La final de la Copa del Rey dejó una escena atípica, la de un Barça que sudó hasta la extenuación y que logró consumar el doblete a base de pico a pala. Y es que los de Luis Enrique no están muy habituados a eso de las remontadas ni de remar con la corriente golpeándoles en la cara. El Sevilla se plantó en el Calderón a pecho descubierto y anulando el rey de Copas en la primera mitad. Los culés tenían y retenían el balón, pero el Sevilla, bajo la batuta de Ever Banega y la determinación de Gameiro, se asentó en el área de Ter Stegen ante un Barça endeble.

La expulsión de Mascherano acentuó más aun la lucha del Barça, que ejerció de sparring improvisado y aguantó a duras penas los ganchos de un Sevilla que no daba tregua. Si la expulsión del argentino fue significativa, la lesión de Luis Suárez fue demoledora. Las lágrimas del charrúa reflejaban el sentir de los culés. La Copa se veía más lejos que nunca, y el Barça parecía pedir la extremaunción. Pero llegó otra expulsión. La de Banega. El argentino jugó su último partido con la camiseta del Sevilla y se fue del césped de la manera más dramática posible, dejando a los de Emery con diez y dando alas a un Barça que vio el cielo abierto en la prórroga.

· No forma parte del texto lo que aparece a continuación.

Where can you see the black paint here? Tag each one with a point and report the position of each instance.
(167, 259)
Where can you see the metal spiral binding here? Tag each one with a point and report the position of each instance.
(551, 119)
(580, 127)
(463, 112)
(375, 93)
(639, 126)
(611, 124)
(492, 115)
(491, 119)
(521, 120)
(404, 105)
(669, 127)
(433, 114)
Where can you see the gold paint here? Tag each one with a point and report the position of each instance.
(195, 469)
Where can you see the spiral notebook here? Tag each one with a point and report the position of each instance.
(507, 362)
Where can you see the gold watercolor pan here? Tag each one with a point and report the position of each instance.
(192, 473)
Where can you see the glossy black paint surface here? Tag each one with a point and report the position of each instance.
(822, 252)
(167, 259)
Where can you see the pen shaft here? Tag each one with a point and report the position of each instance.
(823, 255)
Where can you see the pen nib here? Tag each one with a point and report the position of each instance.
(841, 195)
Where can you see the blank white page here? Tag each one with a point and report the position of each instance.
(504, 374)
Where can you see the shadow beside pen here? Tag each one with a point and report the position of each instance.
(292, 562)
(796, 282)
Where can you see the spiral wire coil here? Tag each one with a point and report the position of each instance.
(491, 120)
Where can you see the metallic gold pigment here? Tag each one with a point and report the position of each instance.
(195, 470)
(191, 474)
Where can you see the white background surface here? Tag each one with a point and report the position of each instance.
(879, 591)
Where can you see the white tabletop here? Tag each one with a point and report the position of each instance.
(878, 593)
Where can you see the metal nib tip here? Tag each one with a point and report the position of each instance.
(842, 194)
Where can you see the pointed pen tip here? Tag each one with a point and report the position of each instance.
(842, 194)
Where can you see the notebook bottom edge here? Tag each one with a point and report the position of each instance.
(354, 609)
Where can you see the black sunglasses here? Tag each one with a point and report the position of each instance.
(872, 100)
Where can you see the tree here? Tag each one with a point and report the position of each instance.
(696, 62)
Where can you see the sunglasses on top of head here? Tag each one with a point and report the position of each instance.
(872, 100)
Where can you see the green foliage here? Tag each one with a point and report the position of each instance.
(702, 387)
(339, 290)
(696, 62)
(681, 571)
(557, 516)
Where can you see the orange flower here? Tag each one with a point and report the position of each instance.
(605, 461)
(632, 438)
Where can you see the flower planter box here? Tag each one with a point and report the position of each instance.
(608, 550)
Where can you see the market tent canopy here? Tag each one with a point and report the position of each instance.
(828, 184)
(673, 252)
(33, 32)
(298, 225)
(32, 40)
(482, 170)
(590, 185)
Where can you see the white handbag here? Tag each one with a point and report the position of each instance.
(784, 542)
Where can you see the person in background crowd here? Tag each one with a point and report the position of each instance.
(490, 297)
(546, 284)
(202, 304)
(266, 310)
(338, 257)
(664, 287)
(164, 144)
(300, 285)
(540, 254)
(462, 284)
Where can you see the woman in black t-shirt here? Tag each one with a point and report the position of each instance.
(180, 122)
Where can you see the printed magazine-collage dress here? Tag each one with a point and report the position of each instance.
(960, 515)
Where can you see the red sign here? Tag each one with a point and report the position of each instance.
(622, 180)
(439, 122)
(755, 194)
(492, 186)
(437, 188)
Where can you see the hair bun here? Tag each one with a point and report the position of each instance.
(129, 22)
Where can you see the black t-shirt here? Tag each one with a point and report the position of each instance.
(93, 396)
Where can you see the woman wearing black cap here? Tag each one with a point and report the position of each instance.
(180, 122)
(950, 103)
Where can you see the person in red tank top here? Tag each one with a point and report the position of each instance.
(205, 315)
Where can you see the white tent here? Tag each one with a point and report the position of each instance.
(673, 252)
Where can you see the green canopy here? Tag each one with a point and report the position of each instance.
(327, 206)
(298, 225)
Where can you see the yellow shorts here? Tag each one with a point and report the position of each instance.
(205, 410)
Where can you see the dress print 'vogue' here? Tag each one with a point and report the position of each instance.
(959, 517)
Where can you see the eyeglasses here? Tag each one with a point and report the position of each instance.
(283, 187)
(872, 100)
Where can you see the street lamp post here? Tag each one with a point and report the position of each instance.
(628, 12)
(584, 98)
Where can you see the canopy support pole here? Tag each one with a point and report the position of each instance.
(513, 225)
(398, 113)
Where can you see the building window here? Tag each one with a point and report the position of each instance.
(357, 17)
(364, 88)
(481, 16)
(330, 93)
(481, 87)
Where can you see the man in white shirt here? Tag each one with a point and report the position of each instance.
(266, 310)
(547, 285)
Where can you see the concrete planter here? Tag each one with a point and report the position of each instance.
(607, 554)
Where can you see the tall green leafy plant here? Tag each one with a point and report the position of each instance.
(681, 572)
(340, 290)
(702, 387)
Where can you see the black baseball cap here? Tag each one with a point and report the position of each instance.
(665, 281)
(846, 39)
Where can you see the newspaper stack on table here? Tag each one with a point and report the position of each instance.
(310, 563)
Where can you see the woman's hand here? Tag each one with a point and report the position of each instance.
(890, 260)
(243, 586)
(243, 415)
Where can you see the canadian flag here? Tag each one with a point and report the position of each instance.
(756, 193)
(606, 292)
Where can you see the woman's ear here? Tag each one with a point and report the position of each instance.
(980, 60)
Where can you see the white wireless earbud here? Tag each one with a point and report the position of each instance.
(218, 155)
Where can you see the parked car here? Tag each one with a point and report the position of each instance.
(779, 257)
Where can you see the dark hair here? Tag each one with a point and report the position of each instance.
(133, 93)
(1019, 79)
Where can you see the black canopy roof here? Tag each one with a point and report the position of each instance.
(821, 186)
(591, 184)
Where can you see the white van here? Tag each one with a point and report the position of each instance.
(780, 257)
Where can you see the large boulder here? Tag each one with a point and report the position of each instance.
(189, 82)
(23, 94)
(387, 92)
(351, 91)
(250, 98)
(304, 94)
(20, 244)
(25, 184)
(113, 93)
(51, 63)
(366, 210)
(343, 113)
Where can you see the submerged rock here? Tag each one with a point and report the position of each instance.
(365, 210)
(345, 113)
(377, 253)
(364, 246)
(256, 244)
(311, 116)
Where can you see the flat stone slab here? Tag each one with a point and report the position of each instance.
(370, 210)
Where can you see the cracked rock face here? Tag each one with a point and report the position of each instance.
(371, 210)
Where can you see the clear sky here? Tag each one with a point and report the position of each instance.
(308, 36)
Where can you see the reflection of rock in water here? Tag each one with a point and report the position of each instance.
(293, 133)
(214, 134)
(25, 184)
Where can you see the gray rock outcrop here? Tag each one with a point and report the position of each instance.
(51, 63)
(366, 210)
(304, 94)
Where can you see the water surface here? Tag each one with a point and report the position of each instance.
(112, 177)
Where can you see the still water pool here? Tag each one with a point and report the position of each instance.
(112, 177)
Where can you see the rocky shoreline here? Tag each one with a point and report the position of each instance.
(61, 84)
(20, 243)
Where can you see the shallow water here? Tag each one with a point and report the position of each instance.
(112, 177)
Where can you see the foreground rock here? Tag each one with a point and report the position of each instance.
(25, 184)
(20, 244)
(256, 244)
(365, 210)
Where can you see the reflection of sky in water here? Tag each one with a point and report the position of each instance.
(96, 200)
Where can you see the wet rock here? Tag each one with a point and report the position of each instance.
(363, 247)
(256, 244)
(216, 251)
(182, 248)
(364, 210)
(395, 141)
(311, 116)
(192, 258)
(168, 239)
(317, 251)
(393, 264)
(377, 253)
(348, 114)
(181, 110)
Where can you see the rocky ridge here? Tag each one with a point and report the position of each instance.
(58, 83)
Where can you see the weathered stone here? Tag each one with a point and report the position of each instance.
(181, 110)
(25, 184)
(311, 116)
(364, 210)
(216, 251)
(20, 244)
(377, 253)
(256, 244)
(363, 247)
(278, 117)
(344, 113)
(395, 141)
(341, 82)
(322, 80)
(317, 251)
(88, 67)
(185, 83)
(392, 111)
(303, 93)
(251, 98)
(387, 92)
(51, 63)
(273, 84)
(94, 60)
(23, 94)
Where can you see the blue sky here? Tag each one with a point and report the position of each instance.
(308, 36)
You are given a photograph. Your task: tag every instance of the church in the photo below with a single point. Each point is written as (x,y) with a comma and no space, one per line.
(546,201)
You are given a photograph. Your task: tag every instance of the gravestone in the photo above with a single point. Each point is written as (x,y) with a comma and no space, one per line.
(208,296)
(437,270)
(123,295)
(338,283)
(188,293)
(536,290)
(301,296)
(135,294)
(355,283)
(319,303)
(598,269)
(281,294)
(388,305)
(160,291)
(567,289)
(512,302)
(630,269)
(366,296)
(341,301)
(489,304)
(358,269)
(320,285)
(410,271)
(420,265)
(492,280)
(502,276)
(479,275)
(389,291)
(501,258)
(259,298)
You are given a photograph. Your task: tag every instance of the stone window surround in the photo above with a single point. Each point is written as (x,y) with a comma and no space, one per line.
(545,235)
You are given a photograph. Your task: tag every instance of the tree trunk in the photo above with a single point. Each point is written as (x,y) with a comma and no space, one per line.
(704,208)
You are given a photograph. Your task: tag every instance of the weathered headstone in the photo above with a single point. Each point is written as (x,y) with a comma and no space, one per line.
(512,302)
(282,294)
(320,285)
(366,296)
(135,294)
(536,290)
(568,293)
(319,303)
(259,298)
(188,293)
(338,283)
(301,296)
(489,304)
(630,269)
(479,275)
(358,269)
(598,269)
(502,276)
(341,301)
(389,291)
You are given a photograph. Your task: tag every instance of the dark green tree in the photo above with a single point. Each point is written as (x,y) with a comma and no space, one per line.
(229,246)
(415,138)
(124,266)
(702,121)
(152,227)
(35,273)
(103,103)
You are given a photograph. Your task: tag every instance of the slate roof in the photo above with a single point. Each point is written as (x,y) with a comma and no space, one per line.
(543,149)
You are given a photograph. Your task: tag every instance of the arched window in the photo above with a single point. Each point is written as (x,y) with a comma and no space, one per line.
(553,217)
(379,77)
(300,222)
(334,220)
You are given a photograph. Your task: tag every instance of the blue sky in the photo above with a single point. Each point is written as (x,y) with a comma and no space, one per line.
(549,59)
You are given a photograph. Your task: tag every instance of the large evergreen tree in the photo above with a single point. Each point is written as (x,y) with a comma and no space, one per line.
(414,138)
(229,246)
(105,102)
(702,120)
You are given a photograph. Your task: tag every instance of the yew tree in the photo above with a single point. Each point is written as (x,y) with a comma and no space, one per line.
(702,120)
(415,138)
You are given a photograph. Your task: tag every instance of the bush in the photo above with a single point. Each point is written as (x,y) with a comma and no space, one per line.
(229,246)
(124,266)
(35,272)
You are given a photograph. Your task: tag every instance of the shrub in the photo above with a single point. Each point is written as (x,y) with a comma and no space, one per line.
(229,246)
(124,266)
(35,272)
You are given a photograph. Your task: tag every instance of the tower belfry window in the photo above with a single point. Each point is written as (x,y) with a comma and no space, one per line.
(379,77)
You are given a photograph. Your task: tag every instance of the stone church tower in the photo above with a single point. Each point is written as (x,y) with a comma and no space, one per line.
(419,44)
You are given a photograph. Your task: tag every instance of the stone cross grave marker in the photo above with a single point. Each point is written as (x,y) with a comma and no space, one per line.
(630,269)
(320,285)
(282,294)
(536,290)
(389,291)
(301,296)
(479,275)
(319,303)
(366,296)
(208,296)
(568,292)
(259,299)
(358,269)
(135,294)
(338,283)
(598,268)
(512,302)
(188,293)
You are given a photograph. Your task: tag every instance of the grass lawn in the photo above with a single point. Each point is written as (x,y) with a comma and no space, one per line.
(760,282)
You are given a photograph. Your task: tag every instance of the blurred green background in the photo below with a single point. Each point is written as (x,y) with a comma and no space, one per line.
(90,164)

Los calambres aparecieron. Incluso Del Cerro Grande tuvo que recibir una sesión de fisioterapia express para poder seguir sobre el campo. El Sevilla agotaba sus últimas bocanadas de aire, y fue el Barça el que dio un paso adelante. Iniesta regaló al Calderón una sesión avanzada de fútbol, apta para todos los públicos, guste o no este deporte. El de Fuentealbilla tomó las riendas en el tiempo extra con un repertorio de regates, ruletas y cambios de velocidad, puro Iniesta. Pero fue Messi quien rompió al Sevilla con un pase magistral que voló por encima de la zaga andaluza, y que encontró destinatario en Jordi Alba. El lateral esperó, dejó que el balón botara, y ejecutó al primer toque a Sergio Rico. El meta sevillista estará en la Europa de Francia, y no es para menos. El castigo pudo ser mayor para el Sevilla de no ser por él. Piqué y Alves pudieron matar a un Sevilla que no se desplomó, pero Rico mantuvo el brazo firme hasta el minuto 122, cuando Neymar brindó la Copa al Barça tras una nueva asistencia de Messi.

El Barça sufrió como nunca y ganó como casi siempre. Una hegemonía que dura ya varios lustros. 28 Copas del Rey y 28 títulos en los últimos 15 años. Del triplete al doblete, “una temporada acojonante”.